Obama Finds A Teacher who Supports More Money For Schools
The White House has found another school teacher who supports the American Jobs Plan, specifically a bite-size $25 billion "investment in school infrastructure" that Obama chipped off from his half-trillion dollar Jobs Plans so that dim-witted Republicans could comprehend it. The teacher's name is Jeannette and she teaches somewhere in California. The White House blog shows a picture of Jeannette, and while she looks like a very pleasant woman, we aren't given any further specifics. Her last name and school would be helpful. Is she teaching in Watts or Malibu?
Jeannette has this to say: "Our class shares one laptop, and it's not in good shape."
I will take Jeannette's word for this, but it's surprising given that computer companies, state and local governments and charitable foundations have been pushing to get computers into classrooms for decades, and many schools these days have stacks of laptops available. Are there no computers available in Jeannette's school library?

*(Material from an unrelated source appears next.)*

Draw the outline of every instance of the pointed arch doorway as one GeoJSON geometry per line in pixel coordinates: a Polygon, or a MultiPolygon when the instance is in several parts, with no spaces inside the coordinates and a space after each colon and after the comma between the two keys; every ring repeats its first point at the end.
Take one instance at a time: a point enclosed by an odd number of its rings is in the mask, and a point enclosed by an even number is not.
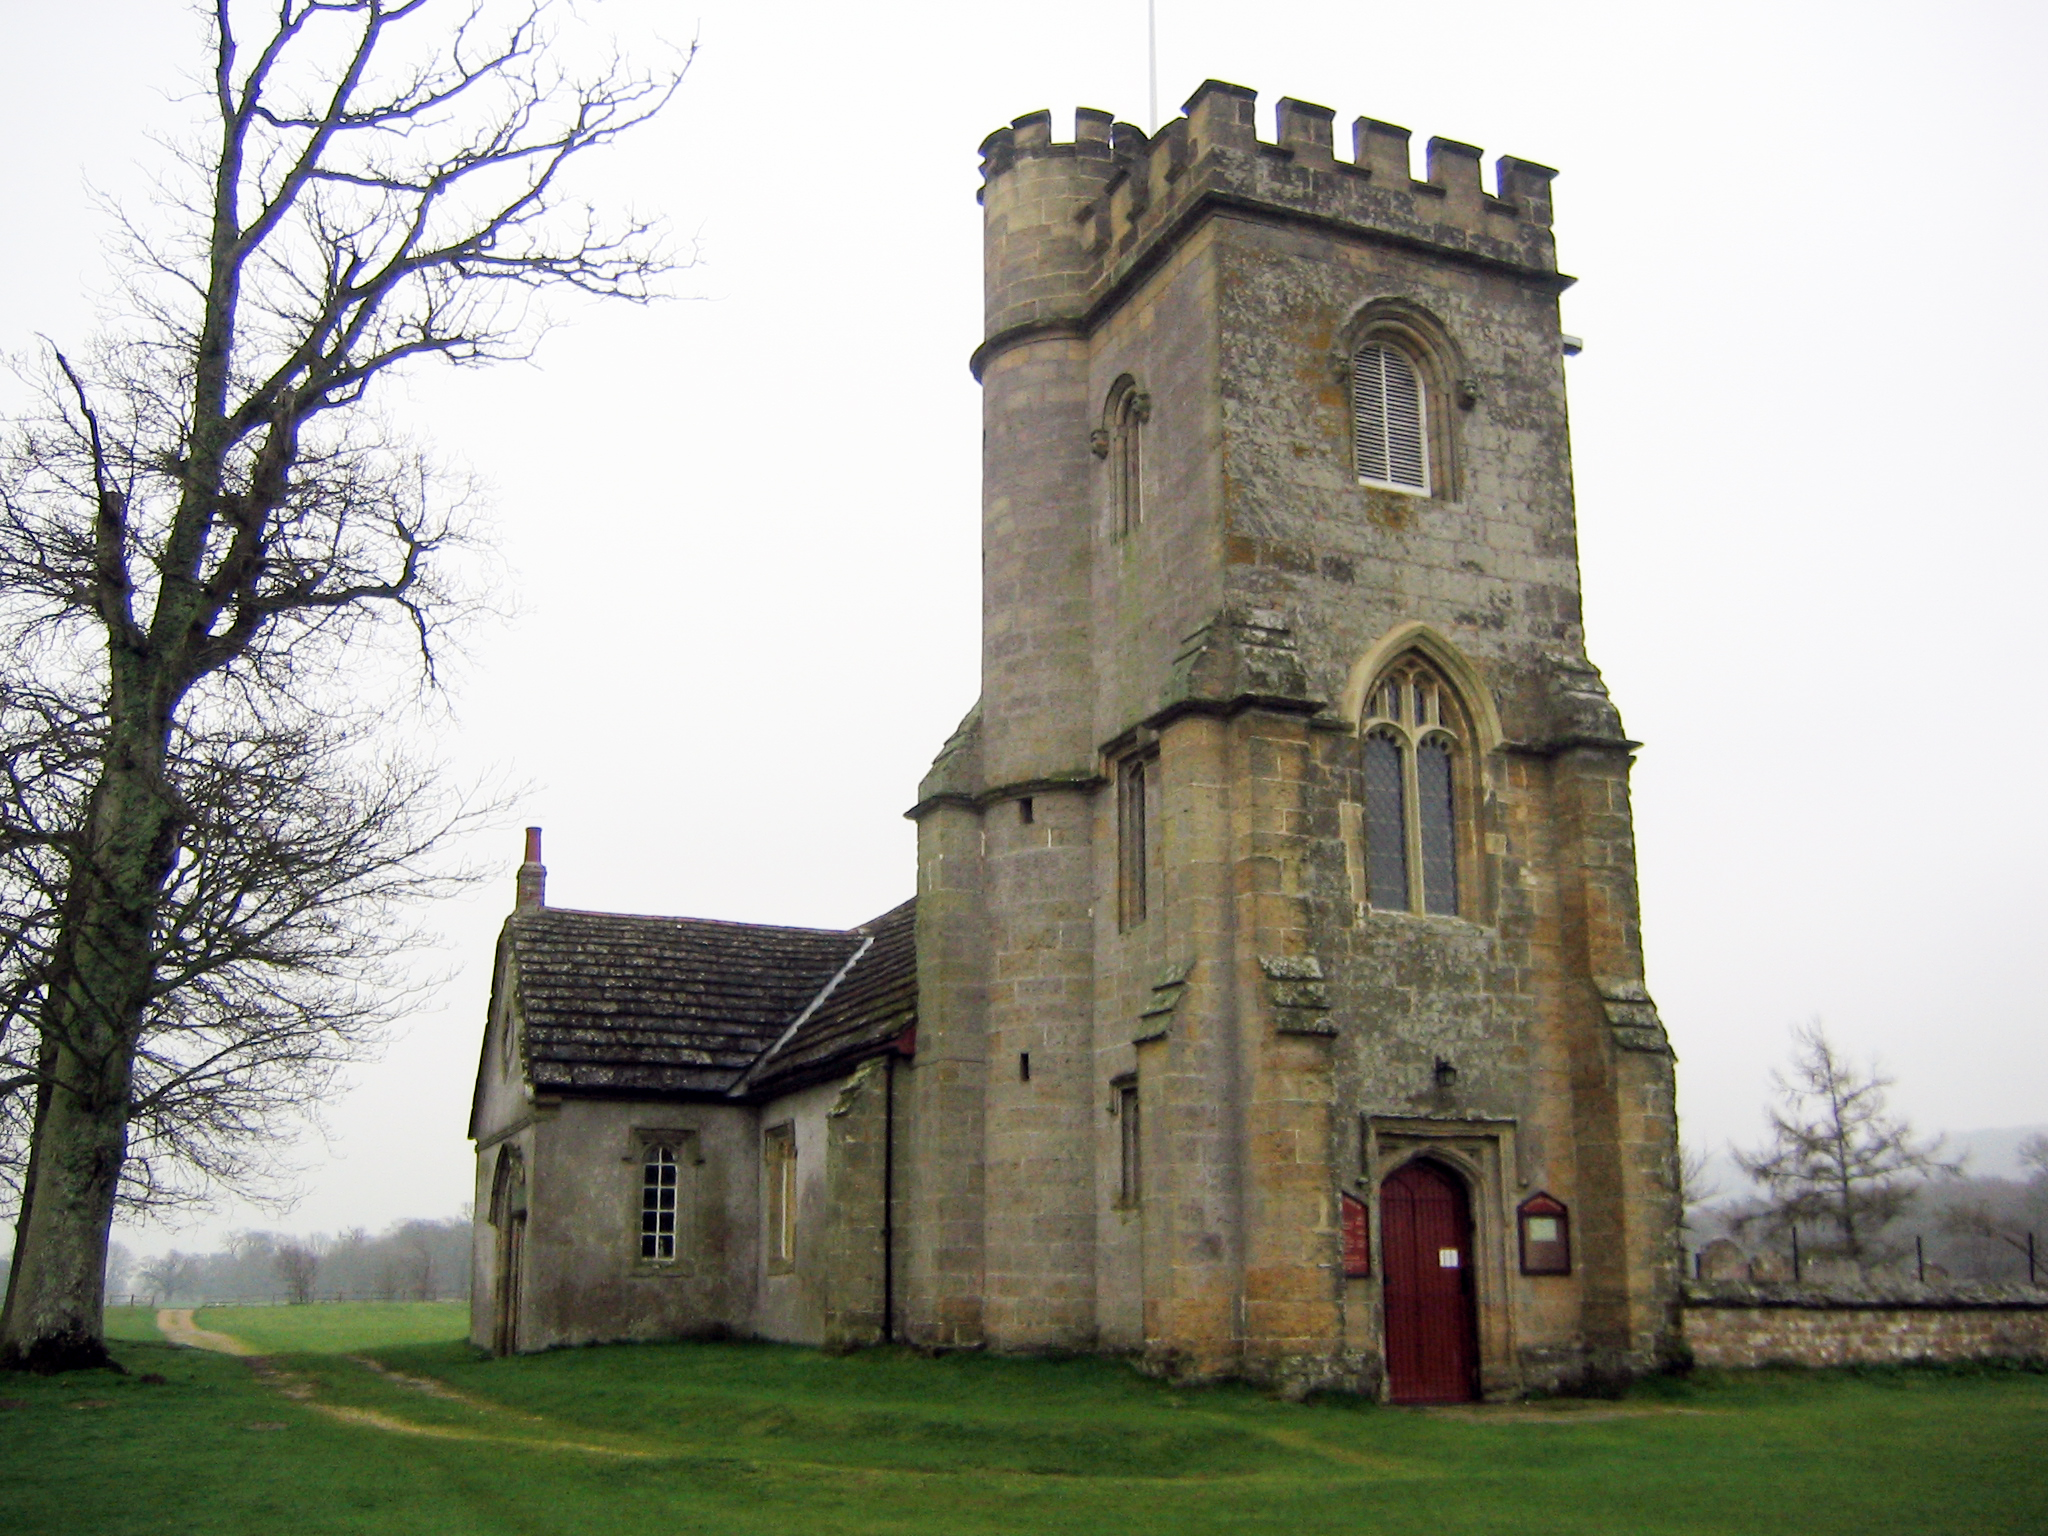
{"type": "Polygon", "coordinates": [[[526,1267],[526,1159],[517,1147],[498,1154],[491,1181],[491,1222],[498,1229],[498,1264],[491,1297],[491,1352],[519,1352],[519,1287],[526,1267]]]}
{"type": "Polygon", "coordinates": [[[1397,1403],[1468,1403],[1479,1395],[1472,1202],[1464,1182],[1427,1158],[1380,1185],[1386,1279],[1387,1385],[1397,1403]]]}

Our room clock is broken because the school can't afford to re-hire the repair person who usually fixes them -- so for a while we all looked at our watches, until I bought one for the classroom. It's a reminder that schools may have basic technology, but how will they maintain it and upgrade it? We're all scratching our heads over how we're going to do that financially.
I agree that one of Jeannette's school's many administrators should be able to requisition a new clock, but "re-hir[ing] the repair person who usually fixes them"? Memo to Jeannette: a Geneva 8101 Wall Clock can be purchased on Amazon for $5.19.
The larger issue is whether the federal government needs to guide students on how to upgrade to the latest technology. It's a rare teenager who can't find a way to access the Internet, whether at a library or on the iPhone in his or her pocket.
Finally Jeannette frets about the future of her three sons who are in grad school studying "mathematics...neck surgery, and...cancer research." Although the federal government has given them loans, she lament that they aren't getting as much assistance from the government as World War II vets did on the GI Bill: "after grad school, they didn't have to look jobs [sic]: the jobs came looking for them." Given their fields of study, Jeannette's sons will probably do just fine without a federal jobs plan that comes looking for neck surgeons to fill neck surgery jobs.